Greg and I took Matt to his swim lesson at 5:45. Snicker was at home, still crated, because she hadn't peed on any of the dozen backyard walks. Greg asked me to decide; was I ready to get rid of her? I didn't have to dedicate my life to this dog, we could turn her in. I finally agreed. He went back to move her to the chain outside, since we were both afraid she'd ruin something in the house. I felt guilty about it, but relieved. I called Julie to vent.
When we returned home an hour later, there was Snicker out front, bristling and growling at some neighbor's leashed dog. Her chain was wrapped around the tree, the collar left dangling off the ground where she would have hung herself if she hadn't been able to slip it over her head.
I'm sure it was traumatic for her. I tried to feel something for her besides disgust. I called the Animal Defense League first thing in the morning, but they were closed until noon, have a month-to-month waiting list going. The Humane Society accepts animals on a space-available basis on MWF, with appointment, but you have to call on those mornings. No. I was finally OUT of Snicker coping, completely out. I walked her a couple more times before Greg took her to the pound for me.
Matt is sad about losing her, but his main observation was, "People who knew we had her will ask about her." And I said, yep, they will. We'll just tell them the truth." I told him I was sorry, but I'd tried as much as I was willing to try. And he's seen that I have.

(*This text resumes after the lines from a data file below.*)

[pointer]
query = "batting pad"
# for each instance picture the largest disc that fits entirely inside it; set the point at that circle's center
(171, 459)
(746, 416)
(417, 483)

I hear the jingle of her tags, the furtive biting at the hot spot on her flank I used to tend with Benadryl. I still carefully close the door to the pantry, even though I don't need to anymore. Ghost of a dog.
My parents lied to me about the demise of my first and second dogs, and I was greatly disillusioned when I found out. I minded that more than losing the dogs. So I told Matt the truth about her final fate - she'll probably be put to death, though there's a slight chance someone will adopt her. I hope so. She's sweet, cute, short-haired. Almost housetrained.